Friday, August 16, 2019

Bruce Lee

Bruce Lee seems to be having (another) moment.
It's 1974, and suddenly the nation's coffee tables are missing two legs...
The South China Morning Post reports that the Hong Kong protesters are consciously heeding Lee’s oracular advice: “Be water, my friend.”*

Quartz picked up on this and devoted yesterdays daily bulletin to Lee. It’s quite entertaining and typically chock-full of interesting tangential links. Even this 70s kid** who kung-fued up a storm with everybody else in the schoolyard picked up some historical tidbits hitherto unknown.

Lee’s legacy is front-and-centre for another reason, of course: Quentin Tarantino’s brief, less-than-woke Bruce Lee vs. Cliff Booth skit, in Once Upon a Time...  in Hollywood.

It’s not for me to answer the racism charge, but Walter Chaw’s take on the scene strikes me as remarkably generous.*** Full disclosure: there were maybe a dozen of us at the afternoon matinee I caught, and nobody laughed at Lee’s comeuppance. Which raises another reason why I dislike the film — it is grievously low on giggles.****

As for the Lee family’s complaint that Tarantino has supplied us with a caricature of the man — it’s a fair enough assessment. In fact everyone in this movie is a caricature — doe-eyed Sharon Tate, resentful out-played-player Steve McQueen, hustler Marvin Schwarz, etc. As for Cliff Booth (Brad Pitt), it’s hard to locate whether it’s a caricature of a sixties swaggering stunt-man, or of the actor who’s portraying him. The only character who (momentarily) slips the bonds of caricature is Rick Dalton (DiCaprio), a Hollywood has-been who rediscovers his soul, such as it is, when he finally settles down, digs deep, and does the work he’s getting paid to do. Once that’s out of the way, it’s back to caricature for him, too.
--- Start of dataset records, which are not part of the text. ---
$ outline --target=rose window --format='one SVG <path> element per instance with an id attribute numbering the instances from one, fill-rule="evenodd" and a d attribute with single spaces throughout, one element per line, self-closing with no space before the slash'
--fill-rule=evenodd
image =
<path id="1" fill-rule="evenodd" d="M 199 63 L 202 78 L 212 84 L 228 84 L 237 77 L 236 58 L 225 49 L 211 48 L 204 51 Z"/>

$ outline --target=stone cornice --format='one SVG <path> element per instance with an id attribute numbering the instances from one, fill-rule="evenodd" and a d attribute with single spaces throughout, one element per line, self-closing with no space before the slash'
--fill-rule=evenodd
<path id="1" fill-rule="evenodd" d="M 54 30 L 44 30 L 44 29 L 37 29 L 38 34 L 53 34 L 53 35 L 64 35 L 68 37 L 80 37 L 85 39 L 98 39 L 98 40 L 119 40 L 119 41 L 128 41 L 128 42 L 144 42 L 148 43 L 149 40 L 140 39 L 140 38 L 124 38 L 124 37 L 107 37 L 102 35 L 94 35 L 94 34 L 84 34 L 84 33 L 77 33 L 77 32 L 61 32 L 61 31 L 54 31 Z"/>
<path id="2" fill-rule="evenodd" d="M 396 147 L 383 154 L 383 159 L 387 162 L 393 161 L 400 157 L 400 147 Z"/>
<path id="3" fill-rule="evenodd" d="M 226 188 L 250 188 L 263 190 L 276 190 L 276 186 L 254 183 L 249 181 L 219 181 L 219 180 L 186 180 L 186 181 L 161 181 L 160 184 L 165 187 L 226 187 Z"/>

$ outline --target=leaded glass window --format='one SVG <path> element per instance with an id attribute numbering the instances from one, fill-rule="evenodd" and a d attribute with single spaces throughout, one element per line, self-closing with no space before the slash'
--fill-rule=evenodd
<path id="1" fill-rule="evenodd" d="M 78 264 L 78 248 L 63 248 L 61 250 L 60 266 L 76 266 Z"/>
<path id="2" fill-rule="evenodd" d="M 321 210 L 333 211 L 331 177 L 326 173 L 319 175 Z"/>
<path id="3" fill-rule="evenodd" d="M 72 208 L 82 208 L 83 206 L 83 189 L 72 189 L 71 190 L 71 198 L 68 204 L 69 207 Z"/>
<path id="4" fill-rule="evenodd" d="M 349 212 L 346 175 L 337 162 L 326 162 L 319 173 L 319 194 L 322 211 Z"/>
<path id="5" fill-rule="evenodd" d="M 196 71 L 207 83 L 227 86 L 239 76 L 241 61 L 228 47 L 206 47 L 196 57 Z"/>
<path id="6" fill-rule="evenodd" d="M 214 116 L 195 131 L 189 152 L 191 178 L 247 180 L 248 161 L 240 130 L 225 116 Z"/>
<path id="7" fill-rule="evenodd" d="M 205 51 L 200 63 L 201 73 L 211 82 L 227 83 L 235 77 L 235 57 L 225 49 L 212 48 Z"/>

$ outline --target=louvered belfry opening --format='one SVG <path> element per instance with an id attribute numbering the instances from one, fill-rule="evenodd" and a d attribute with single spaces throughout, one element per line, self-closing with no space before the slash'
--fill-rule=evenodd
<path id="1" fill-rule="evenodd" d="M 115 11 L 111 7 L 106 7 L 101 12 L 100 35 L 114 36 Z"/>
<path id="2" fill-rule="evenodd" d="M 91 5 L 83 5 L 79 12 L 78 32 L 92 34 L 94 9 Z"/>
Why should “Bruce Lee,” who appears only for a few minutes, be exempt from this treatment?

Wait — did I just defend Tarantino?

*My friend John Longhurst points out an element to the protests unremarked upon by MSM: protesters are singing a Christian praise anthem from the 70s.

**I never owned the poster, but I had plenty of friends who did. They also bought the Lee bio-pulps that seemed to show up in the drugstore magazine stand every month or so.

***Turns out there was indeed a stunt-man/Bruce Lee dust-up that Lee conceded. And yes: Lee could trash-talk with the best of them.

****Still in the interest of full disclosure: I will admit the prolonged agony of Dalton’s well-earned pre-shoot hangover had me in stitches. What can I say? I’m a fool for slapstick.